Joining coastal groups and elected officials, Louisiana’s governor is asking President Barack Obama to reconsider part of his budget proposal that would stop the state from getting a greater share of offshore oil and gas revenue starting in 2017.
On Friday, Gov. John Bel Edwards sent a letter to the president asking him to reconsider this effort in light of Obama’s previous calls to provide better flood protection and sustainable coastal ecosystems.
“Despite these declarations, your proposal to eliminate the revenue sharing arrangements established by the Gulf of Mexico Energy and Security Act of 2006 will deprive Louisiana’s coastal program of its only consistent source of federal funds,” Edwards wrote.

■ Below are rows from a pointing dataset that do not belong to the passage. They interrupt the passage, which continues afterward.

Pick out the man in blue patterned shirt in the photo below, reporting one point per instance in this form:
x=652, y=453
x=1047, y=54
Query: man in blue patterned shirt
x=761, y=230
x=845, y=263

In Louisiana, Gulf of Mexico Energy and Security Act money is constitutionally bound to go to coastal restoration projects as outlined in the state’s coastal protection and restoration master plan.
The Gulf of Mexico Energy and Security Act provides a regular source of income that could be put toward paying for the multibillion-dollar plan the state has for coastal restoration and flood protection.
The president’s proposed budget would redirect that money from the Gulf states toward programs that would “provide broad natural resource, watershed and conservation benefits to the nation.”
Edwards’ letter outlines the economic importance of Louisiana’s coast, the amount of oil and gas that flows through the state and the estimated increase in storm damages that the state can expect if nothing is done to improve coastal restoration and protection.
So far, he wrote, there has been more than $2 billion worth of projects — including barrier island restoration, shoreline protection and oyster reefs — built in the state, with an additional $2.4 billion spent on flood protection such as levees and pump stations.
“Prudently, Louisiana is not just throwing money against the rising seas and incoming hurricanes,” Edwards wrote. “It has a science-based plan to meet these challenges.”
Edwards wrote that if the president’s goal is to make investments adapting to climate change and invest in the natural economy, “you can do no better than to maintain GOMESA and support Louisiana and its Comprehensive Master Plan for a Sustainable Coast,” Edwards wrote.